Kim, 56 ans, a fait partie des précurseurs. La romance bulgare des Britanniques a débuté autour de 2004 lorsque les autorités de Sofia ont déclenché une vaste campagne publicitaire en Grande-Bretagne, pour attirer les investissements.

Dans la foulée, entre 2004 et 2008, quelque 60.000 propriétés bulgares ont été acquises par des Anglais, selon Rumen Draganov de l’Institut d’analyses et d’évaluations du tourisme.

L’entrée de la Bulgarie dans l’UE, en 2007, a encore facilité les démarches.

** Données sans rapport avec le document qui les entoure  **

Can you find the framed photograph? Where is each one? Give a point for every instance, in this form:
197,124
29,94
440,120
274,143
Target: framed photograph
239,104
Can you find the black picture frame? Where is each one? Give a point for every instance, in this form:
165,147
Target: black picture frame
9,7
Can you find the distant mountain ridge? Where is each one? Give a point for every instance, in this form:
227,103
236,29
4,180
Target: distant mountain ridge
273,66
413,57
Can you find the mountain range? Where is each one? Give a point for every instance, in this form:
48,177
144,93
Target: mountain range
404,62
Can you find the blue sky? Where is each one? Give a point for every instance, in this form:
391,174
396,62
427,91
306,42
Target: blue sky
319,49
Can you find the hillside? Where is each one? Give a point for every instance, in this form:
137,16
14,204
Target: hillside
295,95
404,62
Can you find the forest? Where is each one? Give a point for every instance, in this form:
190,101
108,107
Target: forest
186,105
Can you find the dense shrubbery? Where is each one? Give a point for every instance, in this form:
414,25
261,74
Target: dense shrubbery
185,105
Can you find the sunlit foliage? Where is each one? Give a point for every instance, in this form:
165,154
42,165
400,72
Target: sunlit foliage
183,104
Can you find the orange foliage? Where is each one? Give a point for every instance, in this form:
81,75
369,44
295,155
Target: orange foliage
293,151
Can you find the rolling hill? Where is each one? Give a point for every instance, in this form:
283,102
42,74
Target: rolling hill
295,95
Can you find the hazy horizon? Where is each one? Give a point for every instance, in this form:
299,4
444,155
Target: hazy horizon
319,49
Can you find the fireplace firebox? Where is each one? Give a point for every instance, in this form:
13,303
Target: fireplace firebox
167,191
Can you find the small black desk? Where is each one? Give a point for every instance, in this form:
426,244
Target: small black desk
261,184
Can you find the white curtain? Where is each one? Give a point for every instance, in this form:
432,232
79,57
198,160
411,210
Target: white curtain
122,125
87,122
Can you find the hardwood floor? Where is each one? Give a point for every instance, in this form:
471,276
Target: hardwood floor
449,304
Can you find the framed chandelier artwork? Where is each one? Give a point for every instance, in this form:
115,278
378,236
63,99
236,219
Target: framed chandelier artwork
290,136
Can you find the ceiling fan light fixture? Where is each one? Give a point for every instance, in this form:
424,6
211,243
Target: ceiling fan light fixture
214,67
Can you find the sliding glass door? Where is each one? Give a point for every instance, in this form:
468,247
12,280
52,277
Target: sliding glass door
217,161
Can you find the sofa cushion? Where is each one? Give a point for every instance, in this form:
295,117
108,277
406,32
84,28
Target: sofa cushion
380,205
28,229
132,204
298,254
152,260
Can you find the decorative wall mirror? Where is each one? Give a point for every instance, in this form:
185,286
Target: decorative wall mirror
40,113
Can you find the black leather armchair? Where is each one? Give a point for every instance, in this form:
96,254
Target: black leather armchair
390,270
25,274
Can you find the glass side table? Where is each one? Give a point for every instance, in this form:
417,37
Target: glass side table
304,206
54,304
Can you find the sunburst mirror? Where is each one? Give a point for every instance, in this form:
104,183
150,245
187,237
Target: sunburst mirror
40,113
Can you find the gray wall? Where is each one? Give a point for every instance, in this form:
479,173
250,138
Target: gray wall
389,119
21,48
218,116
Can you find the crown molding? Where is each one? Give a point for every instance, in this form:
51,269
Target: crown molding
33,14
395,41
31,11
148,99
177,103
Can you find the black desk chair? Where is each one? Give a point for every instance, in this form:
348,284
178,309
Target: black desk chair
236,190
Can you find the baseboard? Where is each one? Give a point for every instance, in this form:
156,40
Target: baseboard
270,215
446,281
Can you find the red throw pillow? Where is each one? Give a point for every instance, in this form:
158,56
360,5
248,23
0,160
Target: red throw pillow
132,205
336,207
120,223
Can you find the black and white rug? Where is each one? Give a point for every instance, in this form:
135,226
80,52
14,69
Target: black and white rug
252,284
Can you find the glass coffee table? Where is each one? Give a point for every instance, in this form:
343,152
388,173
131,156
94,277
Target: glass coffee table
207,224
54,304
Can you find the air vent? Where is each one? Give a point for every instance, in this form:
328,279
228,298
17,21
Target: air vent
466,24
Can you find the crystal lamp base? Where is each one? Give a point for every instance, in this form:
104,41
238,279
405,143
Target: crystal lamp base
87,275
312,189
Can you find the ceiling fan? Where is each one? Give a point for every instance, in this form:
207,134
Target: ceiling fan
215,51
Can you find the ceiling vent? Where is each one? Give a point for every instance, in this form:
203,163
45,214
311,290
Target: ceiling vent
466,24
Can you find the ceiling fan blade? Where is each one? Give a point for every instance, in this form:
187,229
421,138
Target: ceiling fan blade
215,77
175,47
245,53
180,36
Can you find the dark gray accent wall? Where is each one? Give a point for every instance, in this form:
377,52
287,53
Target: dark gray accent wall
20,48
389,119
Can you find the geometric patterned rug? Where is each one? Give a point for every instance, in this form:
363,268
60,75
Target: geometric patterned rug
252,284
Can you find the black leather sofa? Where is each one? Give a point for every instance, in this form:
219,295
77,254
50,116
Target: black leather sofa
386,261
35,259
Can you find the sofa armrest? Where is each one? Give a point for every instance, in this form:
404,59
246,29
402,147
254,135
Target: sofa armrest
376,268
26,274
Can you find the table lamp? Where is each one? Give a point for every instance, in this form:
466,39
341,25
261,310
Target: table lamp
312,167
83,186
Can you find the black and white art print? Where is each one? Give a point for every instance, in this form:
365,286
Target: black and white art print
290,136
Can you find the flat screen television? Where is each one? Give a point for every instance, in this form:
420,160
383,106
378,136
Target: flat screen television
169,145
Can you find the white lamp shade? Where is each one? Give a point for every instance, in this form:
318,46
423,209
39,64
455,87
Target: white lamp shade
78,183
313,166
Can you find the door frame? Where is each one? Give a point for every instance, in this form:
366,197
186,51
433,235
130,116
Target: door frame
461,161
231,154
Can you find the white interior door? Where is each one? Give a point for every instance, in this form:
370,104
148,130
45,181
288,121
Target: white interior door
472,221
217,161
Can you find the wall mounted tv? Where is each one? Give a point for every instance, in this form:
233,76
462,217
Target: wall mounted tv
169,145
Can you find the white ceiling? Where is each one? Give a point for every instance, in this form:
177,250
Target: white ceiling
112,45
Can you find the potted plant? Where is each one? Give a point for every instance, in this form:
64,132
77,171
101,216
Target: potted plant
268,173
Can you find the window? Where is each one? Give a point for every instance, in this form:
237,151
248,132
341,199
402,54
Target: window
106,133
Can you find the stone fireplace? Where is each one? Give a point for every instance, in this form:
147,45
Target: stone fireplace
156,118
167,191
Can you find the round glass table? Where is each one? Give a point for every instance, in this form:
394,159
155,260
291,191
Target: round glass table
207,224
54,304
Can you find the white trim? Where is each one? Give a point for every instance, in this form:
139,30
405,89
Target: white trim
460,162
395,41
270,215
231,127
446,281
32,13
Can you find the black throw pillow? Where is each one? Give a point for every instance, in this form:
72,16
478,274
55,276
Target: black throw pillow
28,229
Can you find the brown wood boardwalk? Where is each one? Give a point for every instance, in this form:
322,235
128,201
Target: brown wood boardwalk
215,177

Le profil des nouveaux arrivants ? Des retraités « à l’esprit jeune », selon M. Draganov. « Ils ne choisissent pas les lieux touristiques mais des endroits reculés, inhabituels », ceux-là mêmes qui se vident, dans ce pays de sept millions d’habitants confronté à l’exode rural et à l’émigration.

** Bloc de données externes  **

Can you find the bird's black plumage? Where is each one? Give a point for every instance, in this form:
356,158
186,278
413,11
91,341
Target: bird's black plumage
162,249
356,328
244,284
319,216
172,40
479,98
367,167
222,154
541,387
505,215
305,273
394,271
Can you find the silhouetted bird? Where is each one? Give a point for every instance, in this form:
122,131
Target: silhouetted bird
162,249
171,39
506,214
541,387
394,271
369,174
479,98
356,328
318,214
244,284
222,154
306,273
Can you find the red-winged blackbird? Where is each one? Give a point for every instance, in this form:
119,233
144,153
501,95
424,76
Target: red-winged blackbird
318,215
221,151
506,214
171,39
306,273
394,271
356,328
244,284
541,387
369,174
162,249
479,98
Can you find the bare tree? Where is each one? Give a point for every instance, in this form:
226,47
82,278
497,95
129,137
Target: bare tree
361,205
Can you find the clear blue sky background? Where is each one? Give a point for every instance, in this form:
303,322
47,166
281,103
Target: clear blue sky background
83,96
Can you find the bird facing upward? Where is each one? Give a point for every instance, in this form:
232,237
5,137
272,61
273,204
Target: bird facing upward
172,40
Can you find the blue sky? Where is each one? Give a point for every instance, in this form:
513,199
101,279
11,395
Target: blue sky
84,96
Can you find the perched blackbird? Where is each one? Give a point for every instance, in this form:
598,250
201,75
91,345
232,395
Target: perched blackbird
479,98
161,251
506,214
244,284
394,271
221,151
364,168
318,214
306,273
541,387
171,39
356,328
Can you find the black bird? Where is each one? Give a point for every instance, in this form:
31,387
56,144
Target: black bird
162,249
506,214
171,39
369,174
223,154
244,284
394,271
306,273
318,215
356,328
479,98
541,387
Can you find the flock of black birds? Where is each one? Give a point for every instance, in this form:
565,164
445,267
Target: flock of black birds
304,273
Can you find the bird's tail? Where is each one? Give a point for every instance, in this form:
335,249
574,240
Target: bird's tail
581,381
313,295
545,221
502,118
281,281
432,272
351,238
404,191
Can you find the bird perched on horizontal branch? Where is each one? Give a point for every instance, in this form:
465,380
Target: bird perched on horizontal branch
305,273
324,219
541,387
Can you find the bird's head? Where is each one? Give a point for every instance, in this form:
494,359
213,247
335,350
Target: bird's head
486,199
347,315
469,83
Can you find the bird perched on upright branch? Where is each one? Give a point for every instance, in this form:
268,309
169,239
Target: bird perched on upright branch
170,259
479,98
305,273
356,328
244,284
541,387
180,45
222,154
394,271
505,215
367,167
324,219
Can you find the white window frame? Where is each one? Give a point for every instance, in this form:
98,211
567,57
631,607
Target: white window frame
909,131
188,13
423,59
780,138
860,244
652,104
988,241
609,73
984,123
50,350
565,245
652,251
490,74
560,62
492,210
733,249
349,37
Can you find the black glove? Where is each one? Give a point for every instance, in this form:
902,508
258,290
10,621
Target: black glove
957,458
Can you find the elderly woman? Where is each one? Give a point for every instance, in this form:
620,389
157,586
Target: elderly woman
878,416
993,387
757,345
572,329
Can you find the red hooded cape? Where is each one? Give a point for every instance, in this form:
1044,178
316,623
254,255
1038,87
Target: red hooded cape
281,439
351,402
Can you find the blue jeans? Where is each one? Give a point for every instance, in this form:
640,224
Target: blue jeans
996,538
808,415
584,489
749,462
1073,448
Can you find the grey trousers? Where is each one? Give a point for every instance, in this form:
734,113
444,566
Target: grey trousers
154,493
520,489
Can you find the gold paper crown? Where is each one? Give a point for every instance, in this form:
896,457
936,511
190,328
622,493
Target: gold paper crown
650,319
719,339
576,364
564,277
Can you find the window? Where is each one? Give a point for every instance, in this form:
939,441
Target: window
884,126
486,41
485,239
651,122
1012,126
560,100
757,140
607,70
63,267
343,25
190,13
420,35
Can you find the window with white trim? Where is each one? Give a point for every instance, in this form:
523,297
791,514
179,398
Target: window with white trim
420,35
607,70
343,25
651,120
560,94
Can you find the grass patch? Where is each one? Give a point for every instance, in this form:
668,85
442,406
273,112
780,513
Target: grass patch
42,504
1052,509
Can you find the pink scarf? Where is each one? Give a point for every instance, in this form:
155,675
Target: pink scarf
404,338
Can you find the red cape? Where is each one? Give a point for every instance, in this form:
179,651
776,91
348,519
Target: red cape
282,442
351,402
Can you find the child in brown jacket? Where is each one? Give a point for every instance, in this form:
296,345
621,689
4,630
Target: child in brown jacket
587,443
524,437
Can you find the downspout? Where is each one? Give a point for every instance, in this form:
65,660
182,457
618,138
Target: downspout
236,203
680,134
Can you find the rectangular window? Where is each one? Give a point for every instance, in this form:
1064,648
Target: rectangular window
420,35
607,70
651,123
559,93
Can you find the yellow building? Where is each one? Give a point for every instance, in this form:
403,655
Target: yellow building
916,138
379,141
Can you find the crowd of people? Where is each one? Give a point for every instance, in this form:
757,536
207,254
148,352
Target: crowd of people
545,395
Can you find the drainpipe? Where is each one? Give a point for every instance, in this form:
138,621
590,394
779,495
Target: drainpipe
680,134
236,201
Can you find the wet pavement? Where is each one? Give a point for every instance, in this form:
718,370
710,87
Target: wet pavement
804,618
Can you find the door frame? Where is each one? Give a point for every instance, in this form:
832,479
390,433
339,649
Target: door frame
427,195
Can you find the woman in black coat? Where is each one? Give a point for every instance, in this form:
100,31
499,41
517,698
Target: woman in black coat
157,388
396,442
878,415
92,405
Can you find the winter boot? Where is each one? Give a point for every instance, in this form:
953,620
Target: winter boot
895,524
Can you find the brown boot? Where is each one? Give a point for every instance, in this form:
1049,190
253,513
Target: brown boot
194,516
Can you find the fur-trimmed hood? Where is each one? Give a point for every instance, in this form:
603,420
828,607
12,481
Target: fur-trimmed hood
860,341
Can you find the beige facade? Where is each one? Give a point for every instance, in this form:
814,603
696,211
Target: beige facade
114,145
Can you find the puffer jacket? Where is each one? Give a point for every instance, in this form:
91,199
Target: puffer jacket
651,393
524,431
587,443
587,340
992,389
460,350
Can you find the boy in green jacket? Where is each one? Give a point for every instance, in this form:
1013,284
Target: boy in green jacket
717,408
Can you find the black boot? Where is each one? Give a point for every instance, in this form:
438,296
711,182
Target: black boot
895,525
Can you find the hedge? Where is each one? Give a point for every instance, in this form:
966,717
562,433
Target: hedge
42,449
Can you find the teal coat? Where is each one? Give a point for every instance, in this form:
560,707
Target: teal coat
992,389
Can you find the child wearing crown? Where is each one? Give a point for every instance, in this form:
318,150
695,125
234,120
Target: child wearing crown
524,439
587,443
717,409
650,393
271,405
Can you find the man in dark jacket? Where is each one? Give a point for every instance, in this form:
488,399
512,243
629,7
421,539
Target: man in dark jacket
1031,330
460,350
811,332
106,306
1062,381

« Ils cherchent un esprit de communauté et des nuits étoilées », résume l’expert.

Dix mille Britanniques au bas mot résideraient en Bulgarie mais la majorité d’entre eux ne sont pas enregistrés auprès des autorités.

Une série à la télévision publique bulgare a même accompagné le phénomène : « Mon voisin anglais », l’histoire, tirée d’un roman, d’un retraité anglais s’installant dans le village bulgare de sa femme.

Leur vie est ‘ici’

A Dryanovo, petite commune aux belles maisons traditionnelles, l’anglais résonne à toutes les terrasses de café.

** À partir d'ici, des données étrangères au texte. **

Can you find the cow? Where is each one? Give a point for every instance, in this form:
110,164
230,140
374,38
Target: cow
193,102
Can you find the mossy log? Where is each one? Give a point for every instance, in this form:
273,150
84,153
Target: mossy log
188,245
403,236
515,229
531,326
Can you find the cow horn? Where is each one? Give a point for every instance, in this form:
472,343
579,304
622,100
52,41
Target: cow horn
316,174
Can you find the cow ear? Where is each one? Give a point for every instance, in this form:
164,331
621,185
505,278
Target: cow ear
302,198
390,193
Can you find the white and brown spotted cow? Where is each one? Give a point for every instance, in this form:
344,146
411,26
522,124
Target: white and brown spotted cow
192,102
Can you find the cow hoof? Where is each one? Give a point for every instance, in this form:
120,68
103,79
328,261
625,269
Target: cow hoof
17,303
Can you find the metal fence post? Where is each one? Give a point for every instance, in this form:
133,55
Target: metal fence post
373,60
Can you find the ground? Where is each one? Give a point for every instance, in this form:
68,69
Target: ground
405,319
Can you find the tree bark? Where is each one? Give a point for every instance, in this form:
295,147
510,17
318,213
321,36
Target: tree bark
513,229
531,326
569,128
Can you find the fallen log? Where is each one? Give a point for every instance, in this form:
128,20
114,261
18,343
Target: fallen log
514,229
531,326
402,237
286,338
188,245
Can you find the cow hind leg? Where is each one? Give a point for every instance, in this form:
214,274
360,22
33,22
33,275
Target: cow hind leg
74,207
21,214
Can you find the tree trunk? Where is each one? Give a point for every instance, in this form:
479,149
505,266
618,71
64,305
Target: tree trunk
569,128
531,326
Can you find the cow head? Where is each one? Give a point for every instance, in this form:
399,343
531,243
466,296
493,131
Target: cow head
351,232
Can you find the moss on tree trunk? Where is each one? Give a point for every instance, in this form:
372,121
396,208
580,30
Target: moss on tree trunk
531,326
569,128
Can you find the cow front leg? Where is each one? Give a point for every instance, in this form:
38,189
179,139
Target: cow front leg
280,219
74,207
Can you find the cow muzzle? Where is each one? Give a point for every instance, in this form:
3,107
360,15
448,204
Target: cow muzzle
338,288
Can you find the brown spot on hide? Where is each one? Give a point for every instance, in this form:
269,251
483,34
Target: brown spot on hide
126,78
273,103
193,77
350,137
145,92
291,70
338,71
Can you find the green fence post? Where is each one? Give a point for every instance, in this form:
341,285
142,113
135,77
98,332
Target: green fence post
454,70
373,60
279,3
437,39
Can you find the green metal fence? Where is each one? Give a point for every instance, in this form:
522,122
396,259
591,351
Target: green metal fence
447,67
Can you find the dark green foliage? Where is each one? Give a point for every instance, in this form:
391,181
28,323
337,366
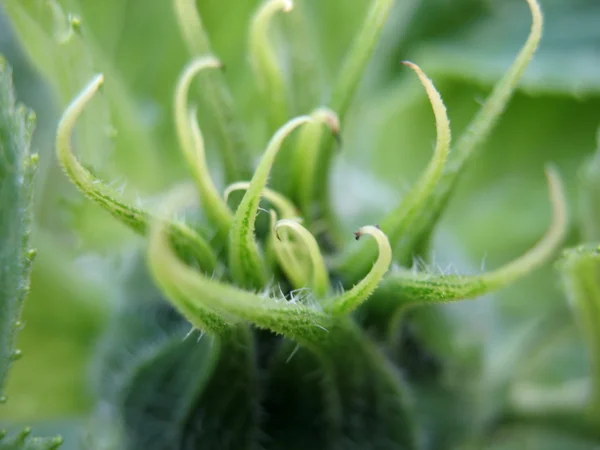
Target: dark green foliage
17,169
17,172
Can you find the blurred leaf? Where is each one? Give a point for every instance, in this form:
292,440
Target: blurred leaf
568,61
17,172
534,438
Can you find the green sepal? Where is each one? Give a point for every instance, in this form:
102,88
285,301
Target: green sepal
416,241
186,239
580,271
406,287
166,385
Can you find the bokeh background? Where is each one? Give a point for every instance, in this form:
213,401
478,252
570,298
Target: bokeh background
500,209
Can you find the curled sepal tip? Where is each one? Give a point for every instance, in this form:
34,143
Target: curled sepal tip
266,67
414,288
245,259
494,106
97,191
416,241
291,319
307,158
580,270
352,299
292,262
320,276
398,222
285,207
192,144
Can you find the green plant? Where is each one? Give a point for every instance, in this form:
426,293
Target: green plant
299,336
17,172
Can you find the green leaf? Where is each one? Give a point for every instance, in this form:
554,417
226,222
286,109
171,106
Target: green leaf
589,197
416,242
24,441
580,270
568,60
234,151
17,172
136,218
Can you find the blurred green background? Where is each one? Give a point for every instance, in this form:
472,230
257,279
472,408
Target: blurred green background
499,211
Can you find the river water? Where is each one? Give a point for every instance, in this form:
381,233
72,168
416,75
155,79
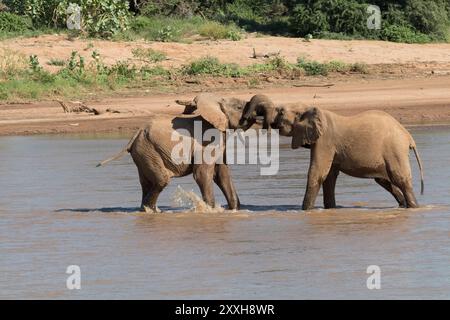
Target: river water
57,209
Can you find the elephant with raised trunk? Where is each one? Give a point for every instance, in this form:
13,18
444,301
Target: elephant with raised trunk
371,144
151,149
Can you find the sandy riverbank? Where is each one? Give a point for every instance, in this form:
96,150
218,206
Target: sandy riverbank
423,100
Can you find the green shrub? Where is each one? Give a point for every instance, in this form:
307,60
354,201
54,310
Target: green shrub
307,21
403,34
214,30
211,66
99,17
429,17
39,11
149,55
56,62
10,22
312,68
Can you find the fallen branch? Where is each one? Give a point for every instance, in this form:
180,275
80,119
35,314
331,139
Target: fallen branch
265,55
80,107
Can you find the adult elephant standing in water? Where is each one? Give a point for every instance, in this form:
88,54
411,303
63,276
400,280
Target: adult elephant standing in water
152,149
369,145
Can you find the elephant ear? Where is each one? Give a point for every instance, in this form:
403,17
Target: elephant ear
208,107
308,127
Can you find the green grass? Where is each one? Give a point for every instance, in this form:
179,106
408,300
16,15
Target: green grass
56,62
23,79
149,55
175,29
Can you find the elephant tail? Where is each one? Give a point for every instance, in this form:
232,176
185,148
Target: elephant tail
419,161
122,152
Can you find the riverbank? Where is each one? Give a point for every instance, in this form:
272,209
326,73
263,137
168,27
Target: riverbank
417,101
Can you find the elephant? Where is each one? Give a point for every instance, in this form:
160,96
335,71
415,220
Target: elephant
151,149
261,105
340,144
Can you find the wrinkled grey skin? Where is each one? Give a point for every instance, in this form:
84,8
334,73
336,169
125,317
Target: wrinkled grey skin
371,144
151,149
368,145
259,106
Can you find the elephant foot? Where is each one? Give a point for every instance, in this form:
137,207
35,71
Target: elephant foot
147,209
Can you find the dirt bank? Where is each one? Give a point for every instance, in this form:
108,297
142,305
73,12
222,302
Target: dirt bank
423,100
370,52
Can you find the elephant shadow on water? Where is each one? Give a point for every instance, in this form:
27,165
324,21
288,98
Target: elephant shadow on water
244,207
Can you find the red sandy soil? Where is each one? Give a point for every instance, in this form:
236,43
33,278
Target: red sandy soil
240,52
417,93
415,101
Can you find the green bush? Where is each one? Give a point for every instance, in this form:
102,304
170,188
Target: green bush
99,17
149,55
403,34
428,17
10,22
211,66
307,21
39,11
215,30
312,68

« Il y a dix ans, on trouvait ça très exotique, maintenant, on n’y fait même plus attention tellement ils sont nombreux », constate Yanko Stefanov, un de ses habitants.

« Ils m’appellent Jacob », s’amuse-t-il.

Sa « bande » compte notamment Steve Mulhern, un violoniste irlandais, devenu le compagnon incontournable des musiciens locaux, avec Catherine, sa compagne.

Vivre à Londres avec leur pension de retraite n’était pas pensable. En Bulgarie, ils ont acquis un terrain dans le village de Turkintcha.

Sur le site internet d’autres néo-ruraux britanniques, des propriétés pour « entamer une nouvelle vie en Bulgarie » sont proposées à moins de 15.000 euros.

« Nous voyons bien que ce n’est pas un pays riche, mais ça ne nous empêche pas de penser que c’est un endroit magnifique », confie Catherine. Malgré les rudes hivers accompagnés, parfois, de coupures d’électricité.

Tous attachés à leur identité anglaise, souvent déconcertés par le résultat du référendum sur le Brexit, aucun ne s’imagine faire demi-tour.

« Ma vie est ici », dit Keith, un ex-pilote de l’armée, désormais patron d’une société de services aux expatriés dans le village de Gostilitsa. « Si on nous le permet, nous voulons rester ».